For a fixed \(n \geqslant 1\), $$\mu_n := \{z \in \mathbb{C} \mid z^n = 1\}$$ is a subgroup of \((\mathbb{C} \setminus \{0\}, \cdot)\). Since \( \| z^n \| = \|z\|^n =1\) for any \(z \in \mu_n\), then we can write \(z = e^{ri}\) for some real number \(r\). Moreover, the equality \(1 = z^n = e^{nri}\) implies that \(nr\) is an integer multiple of \(2 \pi\). It follows that $$\mu_n = \{1, e^{2 \pi i/n}, e^{4 \pi i/n}, \cdots , e^{(n-1) 2 \pi i/n}\}$$ and that \(e^{2 \pi i/n}\) generates \(\mu_n\). Thus \(\mu_n\) is cyclic of order \(n\). This group is therefore isomorphic to \(C_n\), via the map \(C_n \to \mu_n\) given by \(a^j \mapsto e^{\frac{2 j \pi i}{n}}\).

Exercise 3.3.22

Let \(p>0\) be a prime. Show that every group of order \(p\) is cyclic.

4. Quotient groups

Recall from your undergraduate algebra course the construction for the integers modulo \(n\): one starts with an equivalence relation \(\sim\) on \(\mathbb{Z}\), considers the set \(\mathbb{Z}/n\) of all equivalence classes with respect to this equivalence relation, and verifies that the operations on \(\mathbb{Z}\) give rise to well defined binary operations on the set of equivalence classes. This idea still works if we replace \(\mathbb{Z}\) by an arbitrary group, but one has to be somewhat careful about what equivalence relation is used.

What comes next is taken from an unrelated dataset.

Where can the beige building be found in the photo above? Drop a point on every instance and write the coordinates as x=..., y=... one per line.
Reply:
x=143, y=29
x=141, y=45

4.1 Equivalence relations on a group and cosets

Let \(G\) be a group and consider an equivalence relation \(\sim\) on \(G\). Let \(G/\sim\) denote the set of equivalence classes for \(\sim\) and write \([g]\) for the equivalence class that the element \(g \in G\) belongs to, that is

\[[x] := \{g \in G \mid g \sim x\}.\]

When does \(G/\sim\) acquire the structure of a group under the operation

\[[x] \cdot [y] := [xy] \ ?\]

Right away, we should be worried about whether this operation is well-defined, meaning that it is independent of our choice of representatives for each class. That is, if \([x] = [x']\) and \([y] = [y']\) then must \([xy] = [x'y']\)? In other words, if \(x \sim x'\) and \(y \sim y'\), must \(xy \sim x'y'\)?

Definition 4.1.1

We say an equivalence relation \(\sim\) on a group \(G\) is compatible with multiplication if \(x \sim y\) implies \(xz \sim yz\) and \(zx \sim zy\) for all \(x,y,z \in G\).

Lemma 4.1.2

For a group \(G\) and equivalence relation \(\sim\), the rule \([x] \cdot [y] = [xy]\) is well-defined and makes \(G/\sim\) into a group if and only if \(\sim\) is compatible with multiplication.

Proof of Lemma 4.1.2

To say that the rule \([x] \cdot [y] = [xy]\) is well-defined is to say that for all \(x, x', y, y' \in G\) we have

\[[x]=[x'] \textrm{ and } [y]=[y'] \implies [x][y]=[x'][y'].\]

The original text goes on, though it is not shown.